In my line of work, for example, a sharp and sudden sell-off in the equity markets can serve as a reality check for a new investor who has never lived through a major bear market. Watch your portfolio crater in on itself by 25% over two or three weeks and suddenly your internal fantasy math about how you’re going to retire with 5 million at age 45 come crashing down to earth. But this principle works in other areas of life as well. Your first unexpected health scare can shake you out of bad eating habits faster than a thousand lectures from friends. One terrifying flutter of the heart will suddenly convince you that eating a box of donuts every time you feel like it might not be a wise long term diet plan. But, without that terrifying flutter, ignorance is bliss.

So yeah...bad news can be the great clarifier, the mother of correction, you might say.

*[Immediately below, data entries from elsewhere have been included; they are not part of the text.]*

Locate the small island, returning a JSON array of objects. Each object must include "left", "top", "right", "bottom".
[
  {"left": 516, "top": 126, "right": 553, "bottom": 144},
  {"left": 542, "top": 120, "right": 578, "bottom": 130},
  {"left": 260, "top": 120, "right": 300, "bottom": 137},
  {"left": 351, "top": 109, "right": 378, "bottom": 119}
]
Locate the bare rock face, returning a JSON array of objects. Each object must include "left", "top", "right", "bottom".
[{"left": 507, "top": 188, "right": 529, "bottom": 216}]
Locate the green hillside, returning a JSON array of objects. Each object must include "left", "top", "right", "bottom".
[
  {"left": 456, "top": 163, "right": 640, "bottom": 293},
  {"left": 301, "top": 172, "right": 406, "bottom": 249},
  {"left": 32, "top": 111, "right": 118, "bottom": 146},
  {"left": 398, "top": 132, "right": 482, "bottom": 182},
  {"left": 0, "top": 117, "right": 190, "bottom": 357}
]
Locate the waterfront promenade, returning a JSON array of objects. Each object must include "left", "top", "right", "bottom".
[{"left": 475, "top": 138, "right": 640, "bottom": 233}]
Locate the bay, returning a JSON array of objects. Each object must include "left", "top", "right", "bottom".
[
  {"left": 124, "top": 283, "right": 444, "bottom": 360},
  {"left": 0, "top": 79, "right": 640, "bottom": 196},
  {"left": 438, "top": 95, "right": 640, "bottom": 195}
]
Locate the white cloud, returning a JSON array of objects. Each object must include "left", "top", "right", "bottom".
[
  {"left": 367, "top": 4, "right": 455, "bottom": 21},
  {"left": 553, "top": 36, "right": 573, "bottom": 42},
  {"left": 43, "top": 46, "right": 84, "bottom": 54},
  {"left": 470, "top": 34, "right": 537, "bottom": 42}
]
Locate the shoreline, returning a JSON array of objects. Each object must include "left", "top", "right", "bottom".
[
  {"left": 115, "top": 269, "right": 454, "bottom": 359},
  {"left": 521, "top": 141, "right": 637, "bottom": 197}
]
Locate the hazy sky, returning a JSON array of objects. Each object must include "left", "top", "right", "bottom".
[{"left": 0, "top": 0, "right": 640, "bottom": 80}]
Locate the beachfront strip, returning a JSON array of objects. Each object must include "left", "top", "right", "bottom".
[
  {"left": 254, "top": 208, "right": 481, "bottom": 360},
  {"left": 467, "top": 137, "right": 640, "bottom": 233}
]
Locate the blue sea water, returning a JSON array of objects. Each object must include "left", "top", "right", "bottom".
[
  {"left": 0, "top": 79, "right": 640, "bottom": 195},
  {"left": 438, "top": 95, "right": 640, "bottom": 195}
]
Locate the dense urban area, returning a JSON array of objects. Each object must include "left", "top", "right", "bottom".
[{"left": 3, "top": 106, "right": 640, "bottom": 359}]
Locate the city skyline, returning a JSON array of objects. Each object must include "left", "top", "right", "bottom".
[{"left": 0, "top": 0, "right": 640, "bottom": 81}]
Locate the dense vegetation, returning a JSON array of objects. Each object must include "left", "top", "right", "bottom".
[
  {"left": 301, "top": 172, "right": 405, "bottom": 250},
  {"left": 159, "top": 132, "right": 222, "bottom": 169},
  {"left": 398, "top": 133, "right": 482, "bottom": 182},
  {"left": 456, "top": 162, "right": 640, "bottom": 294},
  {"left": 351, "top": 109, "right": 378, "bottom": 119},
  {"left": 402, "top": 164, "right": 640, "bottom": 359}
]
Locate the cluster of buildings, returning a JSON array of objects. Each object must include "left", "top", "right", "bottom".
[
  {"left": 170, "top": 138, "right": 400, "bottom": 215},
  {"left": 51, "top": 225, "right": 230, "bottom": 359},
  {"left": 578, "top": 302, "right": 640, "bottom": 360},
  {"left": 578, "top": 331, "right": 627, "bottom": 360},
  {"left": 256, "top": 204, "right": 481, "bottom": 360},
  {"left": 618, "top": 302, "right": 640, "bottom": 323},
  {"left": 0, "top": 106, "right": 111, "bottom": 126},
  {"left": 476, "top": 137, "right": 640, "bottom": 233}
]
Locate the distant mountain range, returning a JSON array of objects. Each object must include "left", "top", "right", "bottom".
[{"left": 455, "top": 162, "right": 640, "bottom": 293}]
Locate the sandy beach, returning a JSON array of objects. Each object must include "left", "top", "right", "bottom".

Just an observation on this 5th day of June. 

Speaking of which, something happened on this day 62 years ago which most definitely was not bad news. My sister, Paula, was born. In her life she has been my playmate, buddy and friend. She has been my ally in pitched battles with our two older siblings. She has been my sounding board, a debating partner and for a couple of years back in the day, a roommate. She has been a proud and doting aunt to my children, a dear friend to my wife, and wicked-good cook and hostess. She can be irrational and overwrought at times, but she is seldom if ever in doubt, the signature trait of all The Dunnevant clan. Like my other siblings, she has always and will always have my back. So, on this day, I wish her the best and happiest birthday.